As a teacher, my only time to keep up with and possibly work past my schedule is during breaks—especially summer. But a summer burst of creativity doesn’t get me too far; I think the best I got was through October for all of my works.

But for I go any further in the process, I have to stop with the guilt for all the deadlines I’ve missed and start over. And I don’t pick the deadline that is tomorrow (sorry if you listen to either of the podcasts I’m on, but those won’t be up). Pick the next objectively reachable deadline for your easiest and most important project.

2. Find/Make a Workspace

Once you decide to work and what you’re going to work on, you need a place to work. While co-working spaces are becoming popular, I have two favorites for myself: my office and my local coffee shop.

This season within Covid changed a fundamental part of my home for a little while: my grandmother moved in with me. Working at home on anything creative became almost impossible. Recording something was an exercise in frustration.
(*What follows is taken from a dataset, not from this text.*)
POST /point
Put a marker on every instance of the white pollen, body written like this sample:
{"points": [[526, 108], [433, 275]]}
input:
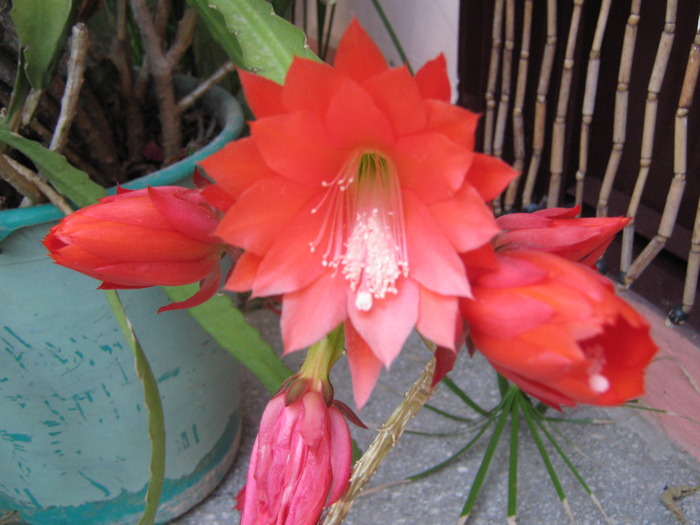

So, while I love my office, these past months have left it abandoned. My best (and only) creative work has been done at a coffee shop. (Socially distanced in a corner with one of the bigger tables for myself and my mask on when I wasn’t drinking coffee.)

Has the place you’ve been trying to work allowed you to create lately? If not, where else could you go work?

3. Work on Something Important to You and Which Comes Naturally

For me, most important is usually my novel or my Dungeons and Dragons work. My novel is very important to me and my DnD supplements are more or less part of what I’m always working at to give my players and myself a fun game every week.

Easiest, for me, involves anything which isn’t recorded media. I hate recording my voice and my face. No vlogging for me (probably ever). Podcasting, for this, is out. But out of the things I like to think I do well and the things which matter most to me, blogging is probably the first you’ll see from me after an accidental hiatus.

Think about what you do which is most important and comes easy to you. When you get this next goal, you’ll feel great because you did something which probably comes naturally and which matters a lot to you. Start there.

Go and Create!

Best of luck in telling your story however you tell your story! The plan is that I should be able to keep up better now than I have been. (Spring does wonders for a depression brain.)